The above measures are the heart of our continuous quality measures. They give us immediate feedback into the quality of the build as new code is introduced. They are also designed to prevent regression of quality. It is important to note that it is the combination of the above that provides continuous quality. Automating unit tests in not enough – you have to run them on every build. Running them on every build is not enough – you have to fail the build if the tests fail, etc. In my opinion the step that really pulls everything together is setting coverage targets and then failing the build if those targets are not met. That one step is the most important and most controversial of our continuous quality measures. I will explain the controversial part in my next blog
More AI continuous quality measures:
- Provide immediate access to the build. As soon as a build is complete (passes all unit and coverage tests) anyone can install the build for testing. If needed, we can install more than one build in a given day.
- QA install builds the same way our customers do. We test the install every time we test a build.
- We fix defects when we find them. I will discuss defect management in an upcoming blog.
- Continuously run automated functional tests on the builds. We have not implemented this yet. More on this effort in a later blog.
AI Technical Summary
Unit Tests: JUnit
Coverage Targets: Emma
Continuous Integration System: BuildForge
Version Control: Subversion
Functional Test Automation: Selenium
What is the number one payoff for implementing continuous quality?

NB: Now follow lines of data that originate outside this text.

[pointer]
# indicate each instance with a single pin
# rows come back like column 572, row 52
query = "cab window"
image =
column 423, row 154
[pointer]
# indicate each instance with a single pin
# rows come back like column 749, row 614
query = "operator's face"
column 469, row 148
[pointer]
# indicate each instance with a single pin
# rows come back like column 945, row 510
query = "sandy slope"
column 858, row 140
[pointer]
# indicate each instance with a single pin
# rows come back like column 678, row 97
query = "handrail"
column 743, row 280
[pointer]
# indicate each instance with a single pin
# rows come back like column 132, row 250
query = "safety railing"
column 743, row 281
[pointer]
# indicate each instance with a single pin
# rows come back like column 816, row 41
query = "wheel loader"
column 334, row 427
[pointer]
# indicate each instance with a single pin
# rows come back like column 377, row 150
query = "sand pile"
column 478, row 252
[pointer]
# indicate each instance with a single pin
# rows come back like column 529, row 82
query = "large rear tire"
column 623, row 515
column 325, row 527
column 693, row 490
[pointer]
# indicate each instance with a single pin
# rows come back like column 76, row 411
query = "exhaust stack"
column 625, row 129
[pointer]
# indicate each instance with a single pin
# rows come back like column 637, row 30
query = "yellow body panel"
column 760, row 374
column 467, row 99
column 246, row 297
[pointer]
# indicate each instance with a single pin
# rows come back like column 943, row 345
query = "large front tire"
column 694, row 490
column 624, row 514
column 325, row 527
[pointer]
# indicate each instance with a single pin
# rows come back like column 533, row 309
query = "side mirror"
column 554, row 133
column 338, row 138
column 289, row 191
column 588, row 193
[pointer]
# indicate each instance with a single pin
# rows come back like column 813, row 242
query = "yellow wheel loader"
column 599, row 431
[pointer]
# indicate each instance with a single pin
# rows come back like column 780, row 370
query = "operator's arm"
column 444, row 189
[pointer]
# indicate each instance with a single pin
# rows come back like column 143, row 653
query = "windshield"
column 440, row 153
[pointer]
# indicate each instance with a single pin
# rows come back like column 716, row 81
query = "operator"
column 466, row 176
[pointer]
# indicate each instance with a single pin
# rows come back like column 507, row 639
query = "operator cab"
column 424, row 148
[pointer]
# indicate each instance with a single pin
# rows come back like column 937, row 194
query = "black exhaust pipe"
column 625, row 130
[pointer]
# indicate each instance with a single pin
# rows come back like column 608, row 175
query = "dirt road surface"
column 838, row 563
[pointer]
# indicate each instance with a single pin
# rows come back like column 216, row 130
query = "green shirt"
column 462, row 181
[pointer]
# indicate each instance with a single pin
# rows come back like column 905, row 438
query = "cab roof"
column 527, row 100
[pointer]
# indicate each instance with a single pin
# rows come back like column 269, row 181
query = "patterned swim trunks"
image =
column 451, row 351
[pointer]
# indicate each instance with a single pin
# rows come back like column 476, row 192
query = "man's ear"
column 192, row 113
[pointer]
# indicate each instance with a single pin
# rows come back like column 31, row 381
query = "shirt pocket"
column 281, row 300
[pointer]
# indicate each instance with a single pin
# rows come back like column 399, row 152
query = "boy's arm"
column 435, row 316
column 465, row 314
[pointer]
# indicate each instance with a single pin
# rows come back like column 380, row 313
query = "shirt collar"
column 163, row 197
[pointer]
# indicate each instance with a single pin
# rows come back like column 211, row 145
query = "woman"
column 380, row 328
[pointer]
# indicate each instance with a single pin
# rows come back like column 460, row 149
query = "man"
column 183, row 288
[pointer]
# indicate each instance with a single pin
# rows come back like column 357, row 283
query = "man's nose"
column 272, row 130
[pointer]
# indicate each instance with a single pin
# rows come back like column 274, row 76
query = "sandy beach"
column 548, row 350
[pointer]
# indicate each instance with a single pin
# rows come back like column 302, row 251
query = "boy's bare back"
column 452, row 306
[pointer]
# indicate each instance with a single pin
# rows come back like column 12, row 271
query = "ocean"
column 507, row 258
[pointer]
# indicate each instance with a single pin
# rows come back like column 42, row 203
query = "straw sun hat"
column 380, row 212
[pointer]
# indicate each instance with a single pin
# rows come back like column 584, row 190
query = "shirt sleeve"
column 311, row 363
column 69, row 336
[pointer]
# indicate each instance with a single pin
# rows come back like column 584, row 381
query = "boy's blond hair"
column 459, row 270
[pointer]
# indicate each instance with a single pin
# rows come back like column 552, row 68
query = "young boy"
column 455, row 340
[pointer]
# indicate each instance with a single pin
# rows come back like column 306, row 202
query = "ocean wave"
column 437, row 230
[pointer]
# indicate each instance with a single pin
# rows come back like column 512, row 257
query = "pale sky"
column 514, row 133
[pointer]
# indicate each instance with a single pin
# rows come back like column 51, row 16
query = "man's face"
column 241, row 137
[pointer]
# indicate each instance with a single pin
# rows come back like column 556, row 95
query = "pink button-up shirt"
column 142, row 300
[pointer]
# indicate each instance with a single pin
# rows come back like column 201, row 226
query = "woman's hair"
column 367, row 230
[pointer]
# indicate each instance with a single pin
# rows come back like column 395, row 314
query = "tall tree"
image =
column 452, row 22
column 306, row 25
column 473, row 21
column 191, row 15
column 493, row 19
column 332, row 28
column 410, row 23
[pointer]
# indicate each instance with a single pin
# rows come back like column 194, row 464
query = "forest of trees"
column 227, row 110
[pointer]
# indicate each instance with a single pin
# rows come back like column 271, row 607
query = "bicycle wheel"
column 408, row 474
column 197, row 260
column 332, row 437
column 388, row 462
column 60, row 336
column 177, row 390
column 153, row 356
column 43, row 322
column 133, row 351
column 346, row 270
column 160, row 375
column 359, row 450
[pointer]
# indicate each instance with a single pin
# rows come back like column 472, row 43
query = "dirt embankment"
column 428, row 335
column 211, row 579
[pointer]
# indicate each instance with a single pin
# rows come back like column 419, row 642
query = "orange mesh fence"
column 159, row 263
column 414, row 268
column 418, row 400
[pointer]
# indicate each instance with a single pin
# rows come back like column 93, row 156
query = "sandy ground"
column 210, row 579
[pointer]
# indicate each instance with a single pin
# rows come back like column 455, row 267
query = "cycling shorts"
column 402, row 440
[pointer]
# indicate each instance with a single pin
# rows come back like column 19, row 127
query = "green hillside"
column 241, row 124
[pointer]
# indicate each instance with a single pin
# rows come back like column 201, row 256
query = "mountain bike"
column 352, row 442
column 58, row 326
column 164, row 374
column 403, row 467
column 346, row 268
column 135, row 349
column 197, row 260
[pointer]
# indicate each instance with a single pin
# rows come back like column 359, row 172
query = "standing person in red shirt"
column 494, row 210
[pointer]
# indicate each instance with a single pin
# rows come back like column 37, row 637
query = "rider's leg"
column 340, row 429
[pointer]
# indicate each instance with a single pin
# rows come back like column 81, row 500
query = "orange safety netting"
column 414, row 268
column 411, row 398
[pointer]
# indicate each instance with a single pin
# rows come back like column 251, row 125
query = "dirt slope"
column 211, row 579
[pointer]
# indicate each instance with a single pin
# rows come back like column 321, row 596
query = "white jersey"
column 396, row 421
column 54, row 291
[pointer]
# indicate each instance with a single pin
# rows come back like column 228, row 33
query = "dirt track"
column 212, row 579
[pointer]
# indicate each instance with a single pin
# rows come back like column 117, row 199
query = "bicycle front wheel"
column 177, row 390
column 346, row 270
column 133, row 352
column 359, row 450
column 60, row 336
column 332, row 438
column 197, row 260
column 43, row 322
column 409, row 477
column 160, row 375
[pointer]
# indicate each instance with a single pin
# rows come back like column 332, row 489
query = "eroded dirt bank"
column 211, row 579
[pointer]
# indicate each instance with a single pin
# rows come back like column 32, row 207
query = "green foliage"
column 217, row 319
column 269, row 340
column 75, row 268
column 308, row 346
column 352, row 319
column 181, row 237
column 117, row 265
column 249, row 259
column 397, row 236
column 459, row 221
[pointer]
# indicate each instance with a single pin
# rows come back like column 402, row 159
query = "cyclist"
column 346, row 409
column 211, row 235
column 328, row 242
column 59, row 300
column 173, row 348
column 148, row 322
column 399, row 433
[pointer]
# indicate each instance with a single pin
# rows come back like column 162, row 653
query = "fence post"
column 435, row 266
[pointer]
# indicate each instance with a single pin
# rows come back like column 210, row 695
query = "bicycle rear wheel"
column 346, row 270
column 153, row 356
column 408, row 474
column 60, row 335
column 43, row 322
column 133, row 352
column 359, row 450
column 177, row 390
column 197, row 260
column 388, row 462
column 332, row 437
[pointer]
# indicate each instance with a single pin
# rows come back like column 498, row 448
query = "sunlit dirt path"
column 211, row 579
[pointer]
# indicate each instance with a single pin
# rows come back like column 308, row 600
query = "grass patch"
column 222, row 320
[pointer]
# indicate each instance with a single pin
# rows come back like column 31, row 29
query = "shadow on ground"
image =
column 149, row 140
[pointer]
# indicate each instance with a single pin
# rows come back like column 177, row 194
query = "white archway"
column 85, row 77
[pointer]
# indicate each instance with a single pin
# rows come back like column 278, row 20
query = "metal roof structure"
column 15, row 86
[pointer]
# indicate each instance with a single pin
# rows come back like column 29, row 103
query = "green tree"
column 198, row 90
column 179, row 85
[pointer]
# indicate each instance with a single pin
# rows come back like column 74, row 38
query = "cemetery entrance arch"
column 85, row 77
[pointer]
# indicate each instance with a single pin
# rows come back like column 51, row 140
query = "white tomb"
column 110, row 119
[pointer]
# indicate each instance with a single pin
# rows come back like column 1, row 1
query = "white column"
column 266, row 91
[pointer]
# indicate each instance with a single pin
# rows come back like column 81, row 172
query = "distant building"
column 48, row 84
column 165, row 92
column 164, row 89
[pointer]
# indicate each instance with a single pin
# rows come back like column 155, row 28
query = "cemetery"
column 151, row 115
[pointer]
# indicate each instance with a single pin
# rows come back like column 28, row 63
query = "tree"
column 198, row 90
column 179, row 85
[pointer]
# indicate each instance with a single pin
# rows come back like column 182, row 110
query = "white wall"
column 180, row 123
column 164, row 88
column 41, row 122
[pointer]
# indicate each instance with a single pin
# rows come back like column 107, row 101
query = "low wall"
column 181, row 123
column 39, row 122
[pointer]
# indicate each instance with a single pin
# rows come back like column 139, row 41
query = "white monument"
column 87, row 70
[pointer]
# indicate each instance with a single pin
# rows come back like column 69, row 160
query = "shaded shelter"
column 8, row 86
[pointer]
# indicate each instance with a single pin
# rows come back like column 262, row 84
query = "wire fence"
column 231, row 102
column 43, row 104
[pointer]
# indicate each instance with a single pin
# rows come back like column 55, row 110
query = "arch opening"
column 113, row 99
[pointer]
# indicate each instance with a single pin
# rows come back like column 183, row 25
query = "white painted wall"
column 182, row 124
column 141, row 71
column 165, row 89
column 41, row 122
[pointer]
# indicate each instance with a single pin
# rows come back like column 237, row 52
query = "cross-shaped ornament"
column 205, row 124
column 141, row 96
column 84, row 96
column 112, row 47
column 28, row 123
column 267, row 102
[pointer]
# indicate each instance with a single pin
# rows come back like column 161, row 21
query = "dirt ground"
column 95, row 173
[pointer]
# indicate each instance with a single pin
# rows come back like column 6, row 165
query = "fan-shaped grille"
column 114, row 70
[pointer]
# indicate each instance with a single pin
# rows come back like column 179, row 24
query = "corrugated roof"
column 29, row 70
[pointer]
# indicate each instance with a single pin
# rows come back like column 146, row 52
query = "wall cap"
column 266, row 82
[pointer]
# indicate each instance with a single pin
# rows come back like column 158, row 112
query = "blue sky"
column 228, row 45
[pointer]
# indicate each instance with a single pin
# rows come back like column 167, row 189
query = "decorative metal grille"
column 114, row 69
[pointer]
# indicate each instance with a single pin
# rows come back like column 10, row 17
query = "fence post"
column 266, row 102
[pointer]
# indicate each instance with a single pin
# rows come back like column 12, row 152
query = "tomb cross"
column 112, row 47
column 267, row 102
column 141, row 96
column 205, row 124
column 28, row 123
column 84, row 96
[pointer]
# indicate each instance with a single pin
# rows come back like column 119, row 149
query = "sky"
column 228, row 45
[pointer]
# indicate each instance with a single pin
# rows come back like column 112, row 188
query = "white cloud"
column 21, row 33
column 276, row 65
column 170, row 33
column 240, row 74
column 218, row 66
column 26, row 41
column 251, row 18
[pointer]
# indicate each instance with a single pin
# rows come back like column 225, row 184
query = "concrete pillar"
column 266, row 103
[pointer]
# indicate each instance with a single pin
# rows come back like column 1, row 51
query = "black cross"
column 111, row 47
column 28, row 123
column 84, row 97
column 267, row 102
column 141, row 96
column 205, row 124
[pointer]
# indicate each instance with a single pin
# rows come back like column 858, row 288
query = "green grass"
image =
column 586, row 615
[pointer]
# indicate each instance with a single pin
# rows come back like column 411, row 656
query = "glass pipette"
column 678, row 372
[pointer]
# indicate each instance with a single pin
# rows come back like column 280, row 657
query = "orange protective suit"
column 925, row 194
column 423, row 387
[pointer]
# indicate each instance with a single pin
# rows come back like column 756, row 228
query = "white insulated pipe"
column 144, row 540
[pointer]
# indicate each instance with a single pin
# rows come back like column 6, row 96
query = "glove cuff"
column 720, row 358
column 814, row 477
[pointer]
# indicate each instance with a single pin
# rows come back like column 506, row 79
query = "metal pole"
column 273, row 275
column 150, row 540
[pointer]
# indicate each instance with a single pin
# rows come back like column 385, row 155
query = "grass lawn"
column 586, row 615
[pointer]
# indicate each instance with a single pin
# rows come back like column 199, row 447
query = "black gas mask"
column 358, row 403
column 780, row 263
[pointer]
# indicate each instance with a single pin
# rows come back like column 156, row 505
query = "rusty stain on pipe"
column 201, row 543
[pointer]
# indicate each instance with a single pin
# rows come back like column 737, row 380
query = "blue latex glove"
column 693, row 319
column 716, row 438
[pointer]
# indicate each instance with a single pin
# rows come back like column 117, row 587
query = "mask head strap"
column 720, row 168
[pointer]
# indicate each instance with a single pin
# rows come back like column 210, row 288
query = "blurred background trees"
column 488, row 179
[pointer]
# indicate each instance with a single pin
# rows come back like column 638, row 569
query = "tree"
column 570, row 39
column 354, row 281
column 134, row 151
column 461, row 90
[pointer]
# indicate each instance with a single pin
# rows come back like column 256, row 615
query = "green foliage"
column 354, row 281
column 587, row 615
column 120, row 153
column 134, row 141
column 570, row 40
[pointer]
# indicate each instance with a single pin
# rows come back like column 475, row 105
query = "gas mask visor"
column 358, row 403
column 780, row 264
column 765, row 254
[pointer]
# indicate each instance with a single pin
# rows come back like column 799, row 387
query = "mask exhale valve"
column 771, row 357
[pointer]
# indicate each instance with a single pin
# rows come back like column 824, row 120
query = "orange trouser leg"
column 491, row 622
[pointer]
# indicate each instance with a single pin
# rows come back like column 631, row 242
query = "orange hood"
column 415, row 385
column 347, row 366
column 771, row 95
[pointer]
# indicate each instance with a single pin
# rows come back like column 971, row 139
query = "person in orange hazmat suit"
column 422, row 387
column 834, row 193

You can release more reliably and more often.
In these tough economic times software companies must be responsive to their customers needs. Time is money and the faster you can get code out the door the more money your customers can make. The Actionable Intelligence SaaS product releases into production every two weeks. Yes you read that correctly, we release into production every 2 weeks. It would be impossible for us to release so often if we did not have continuous quality embedded into our development process. It is the foundation on which we base everything else.
In my next blog I will talk about the actual process we followed to get our continuous quality measures where they are today and the challenges that we still face.